In recent years, scientists have been actively experimenting with the basic laws of physics, and they have recently discovered further evidence of what they call photonic time crystals (PTCs): materials in which the speed of light (refractive index) fluctuates very rapidly.
We already know much more about photonic crystals, where a repeating pattern in a material creates a change in the refractive index in a particular region of space; you can see this in the iridescence of insects or precious minerals. With PFCs, the element of change over time is also introduced.
In this study, the scientists aimed lasers at two materials known as transparent conductive oxides, which allow light to pass through themselves while conducting electricity. They used lasers to rapidly change the refractive index over periods of less than 10 femtoseconds (that’s 10 quadrillionths of a second).
The researchers observed significant changes in the frequency of light and the relaxation time of light (the time it takes for the refractive index to return to normal), depending on the thickness of the material and the rate of change in refractive index.

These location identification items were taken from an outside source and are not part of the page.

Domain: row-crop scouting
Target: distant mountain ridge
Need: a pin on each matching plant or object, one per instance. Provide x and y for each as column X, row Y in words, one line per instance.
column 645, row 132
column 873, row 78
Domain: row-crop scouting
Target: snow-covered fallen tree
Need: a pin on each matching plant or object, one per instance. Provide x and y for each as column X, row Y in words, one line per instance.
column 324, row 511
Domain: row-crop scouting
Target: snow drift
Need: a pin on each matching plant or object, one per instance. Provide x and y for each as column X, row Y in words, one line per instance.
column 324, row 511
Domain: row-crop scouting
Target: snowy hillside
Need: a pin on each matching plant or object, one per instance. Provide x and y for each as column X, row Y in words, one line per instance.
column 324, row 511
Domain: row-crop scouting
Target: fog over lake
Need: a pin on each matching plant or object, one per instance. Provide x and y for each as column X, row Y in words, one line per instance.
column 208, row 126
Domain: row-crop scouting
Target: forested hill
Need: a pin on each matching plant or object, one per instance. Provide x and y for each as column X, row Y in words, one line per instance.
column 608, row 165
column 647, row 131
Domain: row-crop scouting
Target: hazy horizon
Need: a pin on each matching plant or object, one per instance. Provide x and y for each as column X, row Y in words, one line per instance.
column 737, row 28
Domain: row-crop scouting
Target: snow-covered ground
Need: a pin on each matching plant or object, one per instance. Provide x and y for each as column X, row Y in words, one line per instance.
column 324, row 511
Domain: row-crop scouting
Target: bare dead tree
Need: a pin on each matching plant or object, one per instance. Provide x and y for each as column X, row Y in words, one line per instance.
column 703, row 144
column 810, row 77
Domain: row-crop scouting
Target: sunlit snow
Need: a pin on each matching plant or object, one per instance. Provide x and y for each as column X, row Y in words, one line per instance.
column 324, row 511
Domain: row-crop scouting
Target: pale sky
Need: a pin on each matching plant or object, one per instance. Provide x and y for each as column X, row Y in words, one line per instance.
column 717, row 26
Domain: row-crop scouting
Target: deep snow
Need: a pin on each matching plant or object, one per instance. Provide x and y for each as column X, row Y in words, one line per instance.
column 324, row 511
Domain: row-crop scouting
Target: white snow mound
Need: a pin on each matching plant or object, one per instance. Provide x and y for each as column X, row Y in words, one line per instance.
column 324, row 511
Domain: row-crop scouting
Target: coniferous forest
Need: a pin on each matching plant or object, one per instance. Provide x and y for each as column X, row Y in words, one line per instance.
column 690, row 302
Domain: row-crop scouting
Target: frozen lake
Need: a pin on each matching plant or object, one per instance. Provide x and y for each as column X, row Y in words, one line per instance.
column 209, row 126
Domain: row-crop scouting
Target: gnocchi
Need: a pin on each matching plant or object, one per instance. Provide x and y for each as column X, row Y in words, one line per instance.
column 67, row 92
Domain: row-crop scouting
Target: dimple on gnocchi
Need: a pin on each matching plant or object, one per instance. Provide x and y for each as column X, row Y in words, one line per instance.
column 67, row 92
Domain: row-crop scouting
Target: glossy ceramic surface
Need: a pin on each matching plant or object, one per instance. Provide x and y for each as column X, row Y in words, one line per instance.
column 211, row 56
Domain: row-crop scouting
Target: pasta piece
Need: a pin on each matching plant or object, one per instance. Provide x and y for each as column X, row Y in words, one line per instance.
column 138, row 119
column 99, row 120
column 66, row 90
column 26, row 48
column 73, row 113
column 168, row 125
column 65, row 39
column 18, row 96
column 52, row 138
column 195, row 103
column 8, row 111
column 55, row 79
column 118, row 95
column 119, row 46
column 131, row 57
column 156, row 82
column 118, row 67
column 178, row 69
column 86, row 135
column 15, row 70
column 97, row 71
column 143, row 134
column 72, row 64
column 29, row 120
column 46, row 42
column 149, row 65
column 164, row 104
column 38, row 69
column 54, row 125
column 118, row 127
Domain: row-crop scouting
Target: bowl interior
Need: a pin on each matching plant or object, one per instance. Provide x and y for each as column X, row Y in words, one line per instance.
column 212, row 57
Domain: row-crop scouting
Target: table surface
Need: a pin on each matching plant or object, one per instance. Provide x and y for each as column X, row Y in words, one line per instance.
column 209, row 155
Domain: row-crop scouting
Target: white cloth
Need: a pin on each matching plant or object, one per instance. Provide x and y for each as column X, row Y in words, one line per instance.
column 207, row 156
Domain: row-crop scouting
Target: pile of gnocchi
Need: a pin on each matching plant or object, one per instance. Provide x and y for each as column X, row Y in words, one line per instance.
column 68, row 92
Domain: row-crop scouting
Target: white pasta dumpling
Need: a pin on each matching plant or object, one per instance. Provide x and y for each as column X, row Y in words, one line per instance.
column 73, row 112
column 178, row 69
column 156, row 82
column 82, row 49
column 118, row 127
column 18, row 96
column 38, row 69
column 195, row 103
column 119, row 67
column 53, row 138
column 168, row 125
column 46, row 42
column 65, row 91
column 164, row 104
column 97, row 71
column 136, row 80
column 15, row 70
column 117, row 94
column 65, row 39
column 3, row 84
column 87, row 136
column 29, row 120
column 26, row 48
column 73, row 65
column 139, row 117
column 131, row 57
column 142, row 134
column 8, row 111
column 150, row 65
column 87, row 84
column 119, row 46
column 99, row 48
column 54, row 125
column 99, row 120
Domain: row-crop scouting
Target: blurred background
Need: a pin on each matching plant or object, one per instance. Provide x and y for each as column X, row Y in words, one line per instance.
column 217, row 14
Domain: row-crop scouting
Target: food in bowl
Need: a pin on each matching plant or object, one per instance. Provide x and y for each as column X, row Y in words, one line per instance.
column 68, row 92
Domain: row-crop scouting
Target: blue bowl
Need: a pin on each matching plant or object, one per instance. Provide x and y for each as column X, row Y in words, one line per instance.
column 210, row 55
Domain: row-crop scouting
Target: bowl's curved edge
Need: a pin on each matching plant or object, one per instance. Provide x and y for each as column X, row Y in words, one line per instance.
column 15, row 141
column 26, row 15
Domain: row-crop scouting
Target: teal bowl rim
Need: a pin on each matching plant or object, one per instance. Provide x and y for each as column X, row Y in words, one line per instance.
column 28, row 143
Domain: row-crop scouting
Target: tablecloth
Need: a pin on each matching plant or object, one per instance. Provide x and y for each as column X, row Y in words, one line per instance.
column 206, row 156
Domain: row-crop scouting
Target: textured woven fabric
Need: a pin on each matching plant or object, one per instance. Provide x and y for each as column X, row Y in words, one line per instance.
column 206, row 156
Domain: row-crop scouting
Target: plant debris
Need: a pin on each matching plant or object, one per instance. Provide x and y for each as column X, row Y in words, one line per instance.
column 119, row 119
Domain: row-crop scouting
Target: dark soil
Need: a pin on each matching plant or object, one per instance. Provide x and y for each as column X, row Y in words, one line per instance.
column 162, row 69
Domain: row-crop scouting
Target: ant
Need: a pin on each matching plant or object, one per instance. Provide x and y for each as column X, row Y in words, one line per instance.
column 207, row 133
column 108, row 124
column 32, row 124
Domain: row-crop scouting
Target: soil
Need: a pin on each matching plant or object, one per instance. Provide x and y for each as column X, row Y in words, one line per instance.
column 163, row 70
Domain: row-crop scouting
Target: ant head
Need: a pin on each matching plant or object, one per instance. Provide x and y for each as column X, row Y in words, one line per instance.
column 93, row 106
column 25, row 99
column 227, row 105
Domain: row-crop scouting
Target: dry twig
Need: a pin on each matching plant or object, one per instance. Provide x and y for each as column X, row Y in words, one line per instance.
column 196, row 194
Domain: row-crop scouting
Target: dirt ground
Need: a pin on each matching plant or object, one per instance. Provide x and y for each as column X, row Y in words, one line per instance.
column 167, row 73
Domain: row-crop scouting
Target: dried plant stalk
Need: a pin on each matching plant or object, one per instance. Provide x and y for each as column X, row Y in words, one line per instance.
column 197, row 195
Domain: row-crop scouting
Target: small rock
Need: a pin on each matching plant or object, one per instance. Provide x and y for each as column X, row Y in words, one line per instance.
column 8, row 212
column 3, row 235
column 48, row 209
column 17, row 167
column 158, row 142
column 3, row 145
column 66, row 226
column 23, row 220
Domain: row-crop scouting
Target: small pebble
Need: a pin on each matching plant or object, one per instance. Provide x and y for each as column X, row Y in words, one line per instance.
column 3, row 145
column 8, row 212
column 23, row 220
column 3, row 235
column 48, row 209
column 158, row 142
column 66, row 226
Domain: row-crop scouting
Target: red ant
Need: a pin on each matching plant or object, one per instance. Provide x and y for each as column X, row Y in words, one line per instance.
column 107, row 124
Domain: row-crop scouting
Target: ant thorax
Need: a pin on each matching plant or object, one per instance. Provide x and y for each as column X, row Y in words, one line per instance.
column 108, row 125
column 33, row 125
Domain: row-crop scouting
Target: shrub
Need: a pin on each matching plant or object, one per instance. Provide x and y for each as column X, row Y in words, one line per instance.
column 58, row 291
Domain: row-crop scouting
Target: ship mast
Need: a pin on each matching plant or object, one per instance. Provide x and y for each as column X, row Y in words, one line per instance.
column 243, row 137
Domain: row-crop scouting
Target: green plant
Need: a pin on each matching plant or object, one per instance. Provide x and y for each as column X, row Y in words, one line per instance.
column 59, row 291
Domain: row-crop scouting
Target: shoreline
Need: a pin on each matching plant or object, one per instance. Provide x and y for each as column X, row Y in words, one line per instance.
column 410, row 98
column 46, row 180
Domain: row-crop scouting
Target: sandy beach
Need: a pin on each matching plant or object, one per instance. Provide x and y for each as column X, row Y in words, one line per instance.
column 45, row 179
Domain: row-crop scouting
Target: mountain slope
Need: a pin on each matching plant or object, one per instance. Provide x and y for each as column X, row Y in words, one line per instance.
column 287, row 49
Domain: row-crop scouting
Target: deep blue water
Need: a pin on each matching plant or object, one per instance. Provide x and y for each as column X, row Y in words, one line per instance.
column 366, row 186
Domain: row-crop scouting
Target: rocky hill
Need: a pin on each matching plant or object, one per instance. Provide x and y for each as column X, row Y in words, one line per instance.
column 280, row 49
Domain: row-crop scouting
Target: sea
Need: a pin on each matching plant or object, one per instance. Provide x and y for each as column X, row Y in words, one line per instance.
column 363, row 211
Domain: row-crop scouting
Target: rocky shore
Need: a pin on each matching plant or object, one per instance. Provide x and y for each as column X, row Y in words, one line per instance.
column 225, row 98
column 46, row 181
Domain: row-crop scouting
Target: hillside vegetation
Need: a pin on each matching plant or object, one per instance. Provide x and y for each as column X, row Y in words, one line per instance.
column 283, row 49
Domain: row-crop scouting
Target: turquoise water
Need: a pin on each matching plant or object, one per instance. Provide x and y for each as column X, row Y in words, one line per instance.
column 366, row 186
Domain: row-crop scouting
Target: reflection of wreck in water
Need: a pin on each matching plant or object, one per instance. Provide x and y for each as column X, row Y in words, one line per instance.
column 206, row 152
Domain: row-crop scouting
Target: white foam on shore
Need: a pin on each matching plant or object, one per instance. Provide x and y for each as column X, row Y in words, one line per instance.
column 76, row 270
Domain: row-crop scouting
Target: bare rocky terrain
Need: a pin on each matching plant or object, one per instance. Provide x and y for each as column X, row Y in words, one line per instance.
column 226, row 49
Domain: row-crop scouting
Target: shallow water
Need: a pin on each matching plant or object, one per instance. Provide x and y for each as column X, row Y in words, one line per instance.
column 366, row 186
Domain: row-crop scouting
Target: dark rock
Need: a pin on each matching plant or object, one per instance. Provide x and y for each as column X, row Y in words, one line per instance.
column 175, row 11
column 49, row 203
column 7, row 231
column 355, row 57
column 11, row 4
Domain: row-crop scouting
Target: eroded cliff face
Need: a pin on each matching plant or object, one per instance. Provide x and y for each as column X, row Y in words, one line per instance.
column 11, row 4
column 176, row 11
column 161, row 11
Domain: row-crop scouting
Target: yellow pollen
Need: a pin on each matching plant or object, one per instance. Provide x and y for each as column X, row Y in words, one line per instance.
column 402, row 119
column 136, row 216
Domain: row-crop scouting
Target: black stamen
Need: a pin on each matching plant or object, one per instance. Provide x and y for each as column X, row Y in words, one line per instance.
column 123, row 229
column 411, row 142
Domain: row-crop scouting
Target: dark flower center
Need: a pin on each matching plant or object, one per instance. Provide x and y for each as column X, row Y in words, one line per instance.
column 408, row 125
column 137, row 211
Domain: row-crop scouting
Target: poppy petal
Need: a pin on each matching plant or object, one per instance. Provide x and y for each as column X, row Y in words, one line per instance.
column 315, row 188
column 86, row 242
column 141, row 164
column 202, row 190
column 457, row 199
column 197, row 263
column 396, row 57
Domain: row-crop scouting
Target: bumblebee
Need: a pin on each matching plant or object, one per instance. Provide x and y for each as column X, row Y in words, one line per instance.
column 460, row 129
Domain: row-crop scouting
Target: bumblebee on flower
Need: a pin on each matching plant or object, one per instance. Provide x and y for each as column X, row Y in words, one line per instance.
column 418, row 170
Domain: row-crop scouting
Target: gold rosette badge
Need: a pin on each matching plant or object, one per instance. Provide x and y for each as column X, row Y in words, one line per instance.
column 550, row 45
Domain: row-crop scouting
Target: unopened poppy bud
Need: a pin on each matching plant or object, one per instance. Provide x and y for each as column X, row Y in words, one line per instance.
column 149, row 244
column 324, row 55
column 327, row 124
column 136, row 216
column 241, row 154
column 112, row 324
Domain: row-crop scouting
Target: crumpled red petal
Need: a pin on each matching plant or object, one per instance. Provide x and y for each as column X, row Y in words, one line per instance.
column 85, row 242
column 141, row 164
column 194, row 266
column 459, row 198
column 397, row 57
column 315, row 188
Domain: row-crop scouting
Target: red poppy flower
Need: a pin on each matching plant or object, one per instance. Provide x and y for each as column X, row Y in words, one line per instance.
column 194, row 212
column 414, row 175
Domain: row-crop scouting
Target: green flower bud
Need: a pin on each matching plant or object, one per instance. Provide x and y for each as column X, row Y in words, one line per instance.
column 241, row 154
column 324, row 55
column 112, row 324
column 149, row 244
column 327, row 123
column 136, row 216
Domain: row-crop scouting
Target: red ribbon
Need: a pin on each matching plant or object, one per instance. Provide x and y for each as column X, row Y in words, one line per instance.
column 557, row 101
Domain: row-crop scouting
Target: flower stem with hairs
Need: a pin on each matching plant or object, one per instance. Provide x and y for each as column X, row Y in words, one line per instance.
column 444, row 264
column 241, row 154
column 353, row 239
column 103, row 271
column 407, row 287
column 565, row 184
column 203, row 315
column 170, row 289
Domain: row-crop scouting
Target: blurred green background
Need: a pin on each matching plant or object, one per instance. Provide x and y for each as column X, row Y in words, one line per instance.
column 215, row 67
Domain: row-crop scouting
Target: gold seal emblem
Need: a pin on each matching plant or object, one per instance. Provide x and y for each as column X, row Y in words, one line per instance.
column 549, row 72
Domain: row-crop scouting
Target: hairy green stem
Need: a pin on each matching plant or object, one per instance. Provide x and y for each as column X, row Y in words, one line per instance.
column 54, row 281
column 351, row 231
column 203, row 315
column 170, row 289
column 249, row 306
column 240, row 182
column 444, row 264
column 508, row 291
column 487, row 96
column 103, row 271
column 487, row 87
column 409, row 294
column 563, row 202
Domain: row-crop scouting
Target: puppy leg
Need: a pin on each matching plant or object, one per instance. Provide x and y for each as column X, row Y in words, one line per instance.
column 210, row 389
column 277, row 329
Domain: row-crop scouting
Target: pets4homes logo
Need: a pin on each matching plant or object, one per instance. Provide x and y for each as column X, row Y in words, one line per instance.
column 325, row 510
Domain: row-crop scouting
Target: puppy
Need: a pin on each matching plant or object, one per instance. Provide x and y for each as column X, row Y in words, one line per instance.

“Electrons excited to high energy in crystals typically take ten times longer to relax back to their ground states, and many researchers assumed that the ultra-fast relaxation we observe here would be impossible,” says physicist Mordechai Segev of the Technion-Israel Institute of Technology.
“We still don’t understand exactly how it happens.”
If your head already hurts from high-level physics, it’s worth knowing that there are several types of photonic time crystals. The research done here differs from photonic time crystals, which can manipulate light for a variety of advanced purposes.
So far, these types of FVCs have only been observed using radio waves, which have a much lower frequency than light waves – the faster the waves travel, the higher the frequency. The stability of FVCs depends on the refractive index rising and falling during a single cycle of an electromagnetic wave.
This is much more difficult in the ultra-fast world of light waves, which is what makes these experiments so interesting. Scientists have not yet been able to observe FVC in the visible spectrum of light, but they have come close.
As Segev says, it’s not yet clear why this is happening or how it might be used in the future, but we’re talking about a breakthrough in physics – “a new chapter in the science of light,” according to Vladimir Shalaev, an electrical engineer at Purdue University in the US.
“Our results … open the way to the observation of photonic time crystals at optical frequencies and many other phenomena related to time boundaries,” the researchers wrote in their published paper.
The study was published in the journal Nanophotonics.